The entire ritual is what creates the place to draw on the divine. ”

“On the divine?” I asked, confused.

“Gods, yes. And other creatures,” he said with a meaningful look.

“The church tries to use this power to deny and cast out the supernatural. We use this power to subjugate it to our wishes. Priests are simply cowards about their own faith, their own power.” I sensed a trace of bitterness in the words.

He spoke of priests, but I kept thinking of the Mother Superior and her eagerness for miracles. It felt like he was describing the same things, but in a different language. “Can this happen in the church, even if it’s not intended to be magic?”

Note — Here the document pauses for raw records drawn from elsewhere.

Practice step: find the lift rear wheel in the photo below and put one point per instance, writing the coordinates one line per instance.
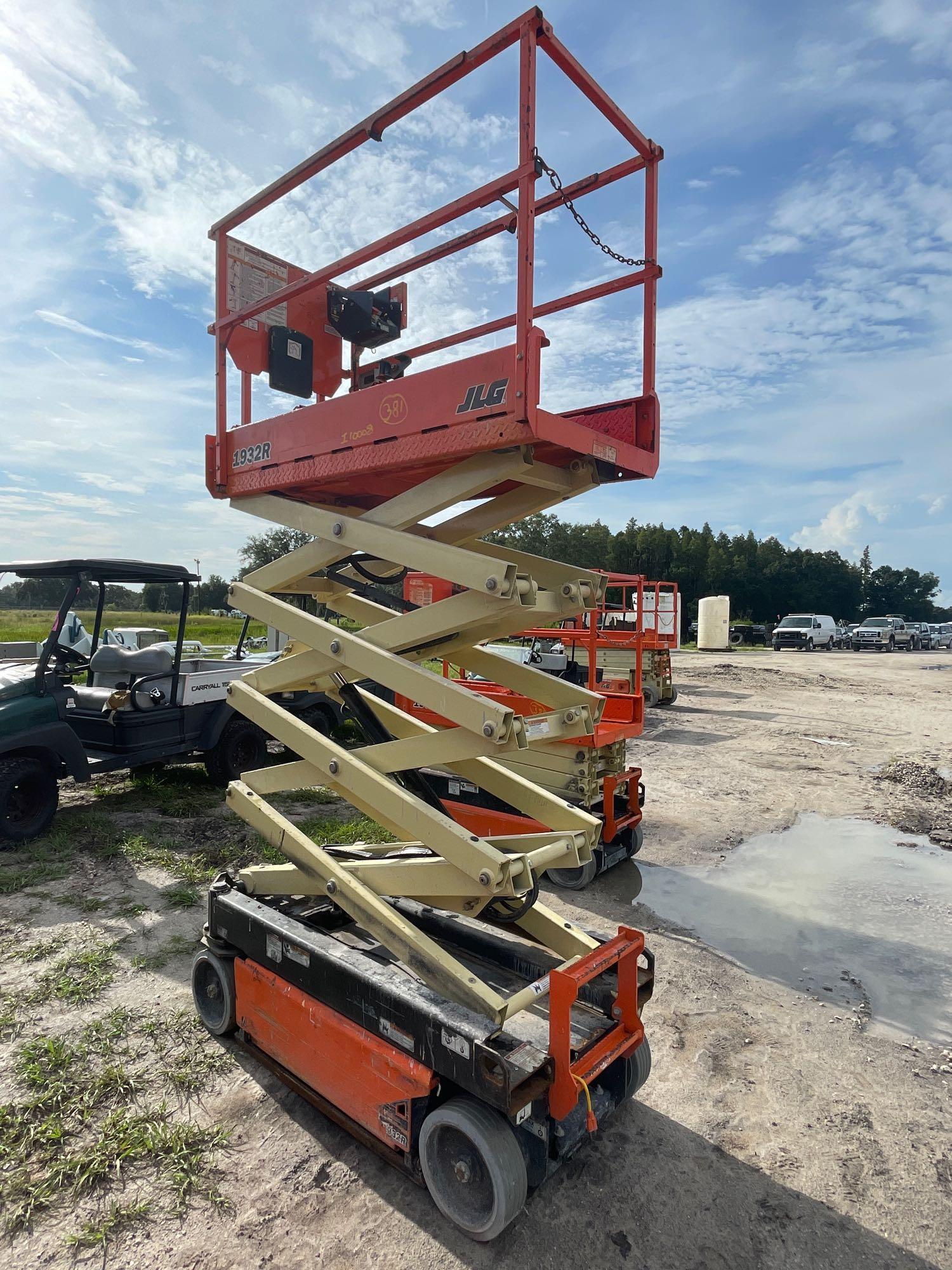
(214, 991)
(637, 841)
(639, 1069)
(574, 879)
(474, 1168)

“Yes. Every spell is ultimately a means of henosis—the same goal of mass or prayer. It’s a primordial unity where we no longer exist in the bounds of this realm or this physicality, but in some vast landscape, where all the gods and their creatures move, and their power can be harnessed.”

I waited for him to tell me about that abyss, the remote white heat of far stars, but he did not elaborate further. Instead, he took out the ring of keys and selected a small, twisted black one, using it to open the cabinets lining the walls of his study.

I had seen him open these before, carefully, as if protecting the secrets inside.

Now he threw them open carelessly and I felt emboldened by this show of intimacy.

Inside the cupboard, there were orderly rows of jars and vials and a strange assortment of objects I had no name for—some of them I thought perhaps I did not want a name for.

“What kind of divinity am I supposed to reach?” I asked, twisting my fingers behind my back as he began hunting through the contents.

“The divinity of Moccus. He is perhaps an older god. Or a heavenly protector. I have not met him, but the older gods and creatures, they tend to hide. His name, however, is inscribed on a votive in Langres. It means pig or boar or perhaps even pigheaded.” He pulled a jar out of the cupboard.

It was filled with a viscous looking liquid in which a small, curled pig was suspended.

I backed up immediately, unable to hide the horror on my face.

“Do not be childish, Salomé,” he chided me. “Do you forget the work of Death?”

He held out the jar, and my stomach squirmed to even think of touching it. I could see the pale eyelashes and the curled body, and I did not want to think of how it had been acquired.